More Personalized, More Useful? Reinvestigating Recommendation Mechanisms in E-Commerce

Tuan (Kellan) Nguyen and Pei-Fang Hsu
International Journal of Electronic Commerce,
Volume 26, Number 1, 2022, pp. 90-122.


To what extent should firms invest in personalized recommendation mechanisms, and are all personalized recommendations equally welcomed by online consumers? To answer these questions through the lens of resource matching theory, we investigate users’ perceptions of three types of personalized recommendations: one-to-all (nonpersonalized), one-to-many (partially personalized), and one-to-one (most personalized).
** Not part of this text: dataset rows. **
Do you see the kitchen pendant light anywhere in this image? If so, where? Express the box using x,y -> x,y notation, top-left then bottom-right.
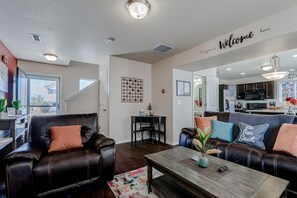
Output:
126,0 -> 151,19
262,55 -> 289,80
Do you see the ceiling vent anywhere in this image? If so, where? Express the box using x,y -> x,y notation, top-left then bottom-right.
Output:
31,33 -> 41,42
153,43 -> 174,54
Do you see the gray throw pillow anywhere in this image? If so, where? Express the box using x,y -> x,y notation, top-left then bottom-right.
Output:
235,122 -> 269,150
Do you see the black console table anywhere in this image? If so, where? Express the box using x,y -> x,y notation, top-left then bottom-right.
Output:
131,115 -> 166,144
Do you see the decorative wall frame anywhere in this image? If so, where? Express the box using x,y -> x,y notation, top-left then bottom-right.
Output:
0,61 -> 8,92
121,77 -> 143,103
176,80 -> 191,96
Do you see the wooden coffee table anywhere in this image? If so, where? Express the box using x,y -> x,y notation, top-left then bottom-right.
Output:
144,147 -> 289,198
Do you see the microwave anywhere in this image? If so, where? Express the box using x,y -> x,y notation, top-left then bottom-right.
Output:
244,89 -> 265,100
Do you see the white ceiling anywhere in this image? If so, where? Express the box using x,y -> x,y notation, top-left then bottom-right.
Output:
217,49 -> 297,80
0,0 -> 297,65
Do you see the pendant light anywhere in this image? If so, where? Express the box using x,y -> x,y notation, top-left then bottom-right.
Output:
262,55 -> 289,80
126,0 -> 151,19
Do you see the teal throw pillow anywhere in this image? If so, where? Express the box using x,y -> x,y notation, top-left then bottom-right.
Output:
235,122 -> 269,150
211,120 -> 234,142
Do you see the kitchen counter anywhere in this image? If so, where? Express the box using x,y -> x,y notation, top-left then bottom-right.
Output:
246,109 -> 296,114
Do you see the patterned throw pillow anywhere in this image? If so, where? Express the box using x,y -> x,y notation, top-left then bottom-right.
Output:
195,116 -> 217,133
235,122 -> 269,150
211,120 -> 234,142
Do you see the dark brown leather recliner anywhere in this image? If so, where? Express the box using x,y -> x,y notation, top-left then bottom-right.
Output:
4,113 -> 115,198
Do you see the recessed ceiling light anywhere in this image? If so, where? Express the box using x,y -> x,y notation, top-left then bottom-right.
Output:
261,65 -> 272,71
43,54 -> 58,61
104,38 -> 114,44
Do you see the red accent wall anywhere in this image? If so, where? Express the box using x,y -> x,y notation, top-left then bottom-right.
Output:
0,41 -> 17,105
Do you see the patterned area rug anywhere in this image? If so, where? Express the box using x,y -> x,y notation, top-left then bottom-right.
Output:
108,166 -> 162,198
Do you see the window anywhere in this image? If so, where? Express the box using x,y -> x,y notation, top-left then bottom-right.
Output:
278,81 -> 297,102
79,79 -> 96,90
28,75 -> 60,114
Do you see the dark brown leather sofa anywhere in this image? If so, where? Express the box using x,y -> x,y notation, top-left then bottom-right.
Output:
179,112 -> 297,197
4,114 -> 115,198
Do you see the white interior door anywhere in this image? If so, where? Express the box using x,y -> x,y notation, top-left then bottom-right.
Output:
99,68 -> 109,136
206,76 -> 219,111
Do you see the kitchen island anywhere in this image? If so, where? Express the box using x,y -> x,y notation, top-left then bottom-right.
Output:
246,109 -> 296,115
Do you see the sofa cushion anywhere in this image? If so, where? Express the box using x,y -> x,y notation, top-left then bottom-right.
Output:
235,122 -> 269,150
229,113 -> 295,151
48,125 -> 83,153
195,116 -> 217,133
217,143 -> 267,170
262,152 -> 297,191
211,120 -> 234,142
33,148 -> 101,193
273,124 -> 297,157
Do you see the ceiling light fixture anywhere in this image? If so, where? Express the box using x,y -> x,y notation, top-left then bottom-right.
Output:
126,0 -> 151,19
262,55 -> 289,80
43,54 -> 58,61
261,65 -> 273,71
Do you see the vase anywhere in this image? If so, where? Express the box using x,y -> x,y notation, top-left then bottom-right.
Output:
197,157 -> 209,168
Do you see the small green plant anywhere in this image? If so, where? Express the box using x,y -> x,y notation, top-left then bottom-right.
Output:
0,98 -> 7,113
193,127 -> 221,158
11,100 -> 22,110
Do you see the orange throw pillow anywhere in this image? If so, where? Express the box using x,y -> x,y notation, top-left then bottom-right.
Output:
273,124 -> 297,157
48,125 -> 83,153
195,116 -> 217,133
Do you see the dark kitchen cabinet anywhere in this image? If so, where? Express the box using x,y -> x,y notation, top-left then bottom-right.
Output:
236,84 -> 245,100
236,81 -> 276,100
265,81 -> 276,99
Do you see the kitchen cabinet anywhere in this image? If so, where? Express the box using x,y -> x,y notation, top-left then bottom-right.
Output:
265,81 -> 276,99
236,84 -> 245,100
236,81 -> 276,100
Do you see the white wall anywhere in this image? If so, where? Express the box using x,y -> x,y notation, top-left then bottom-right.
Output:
109,56 -> 151,144
171,69 -> 194,145
18,60 -> 99,114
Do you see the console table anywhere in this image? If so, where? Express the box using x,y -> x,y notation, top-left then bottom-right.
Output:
0,115 -> 28,150
131,115 -> 166,144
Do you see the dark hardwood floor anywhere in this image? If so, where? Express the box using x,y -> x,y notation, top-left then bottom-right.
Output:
79,141 -> 173,198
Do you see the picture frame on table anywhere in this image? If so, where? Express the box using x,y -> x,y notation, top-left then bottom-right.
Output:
7,107 -> 15,116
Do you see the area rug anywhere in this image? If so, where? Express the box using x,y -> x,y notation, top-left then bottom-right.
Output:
108,166 -> 162,198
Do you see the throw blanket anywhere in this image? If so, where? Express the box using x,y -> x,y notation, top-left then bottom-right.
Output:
229,113 -> 295,151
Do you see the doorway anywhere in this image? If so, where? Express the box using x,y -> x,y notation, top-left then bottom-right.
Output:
193,73 -> 206,117
28,75 -> 60,115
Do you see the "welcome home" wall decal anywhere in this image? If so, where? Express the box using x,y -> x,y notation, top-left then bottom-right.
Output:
219,31 -> 254,49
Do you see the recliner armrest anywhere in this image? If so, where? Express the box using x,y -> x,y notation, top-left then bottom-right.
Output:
88,133 -> 115,151
181,127 -> 197,136
4,143 -> 43,161
4,143 -> 43,198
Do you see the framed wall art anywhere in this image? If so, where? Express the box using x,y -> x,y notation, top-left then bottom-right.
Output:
176,80 -> 191,96
121,77 -> 143,103
0,61 -> 8,92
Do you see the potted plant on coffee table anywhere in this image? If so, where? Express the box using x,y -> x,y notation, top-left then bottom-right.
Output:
0,98 -> 7,119
11,100 -> 22,115
193,127 -> 221,168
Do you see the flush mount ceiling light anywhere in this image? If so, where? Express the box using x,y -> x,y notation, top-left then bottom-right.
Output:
262,55 -> 289,80
126,0 -> 151,19
43,54 -> 58,61
261,65 -> 273,71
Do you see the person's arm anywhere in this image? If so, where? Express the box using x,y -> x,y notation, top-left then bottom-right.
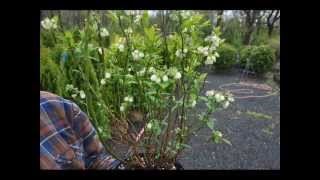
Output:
71,103 -> 120,169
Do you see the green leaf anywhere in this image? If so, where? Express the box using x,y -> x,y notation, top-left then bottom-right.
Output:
222,138 -> 232,146
199,96 -> 208,102
181,144 -> 192,148
207,118 -> 214,130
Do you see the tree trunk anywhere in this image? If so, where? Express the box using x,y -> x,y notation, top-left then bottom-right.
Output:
268,26 -> 273,37
217,10 -> 223,30
243,27 -> 253,45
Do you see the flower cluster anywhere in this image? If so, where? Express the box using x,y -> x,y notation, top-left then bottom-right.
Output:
204,55 -> 216,65
41,18 -> 58,30
137,68 -> 146,76
100,72 -> 111,85
66,84 -> 86,99
134,14 -> 142,24
176,49 -> 188,58
206,90 -> 234,108
100,28 -> 109,37
124,27 -> 132,35
131,49 -> 144,61
120,96 -> 133,112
Using both experimental and configurational analysis approaches, our study posits that online consumers differently experience each type of personalized recommendation and their resource matching sources (familiarity, complexity, external information) in various shopping contexts. Our study abductively formulates several theoretical propositions regarding the usefulness of each personalized recommendation. We show empirical evidence that the most personalized recommendation is not always perceived to be as useful as conventionally believed. In particular, highly personalized recommendation is found to be useful for recommending simple technology products for experienced customers. Ironically, a partially personalized recommendation, one-to-many, is perceived as the most useful mechanism for recommending complicated technology products. Based on our findings, we suggest that e-commerce vendors consider the three resource matching dimensions to avoid collecting more than enough customer data, thus enabling adequately personalized recommendation results on their online digital platforms.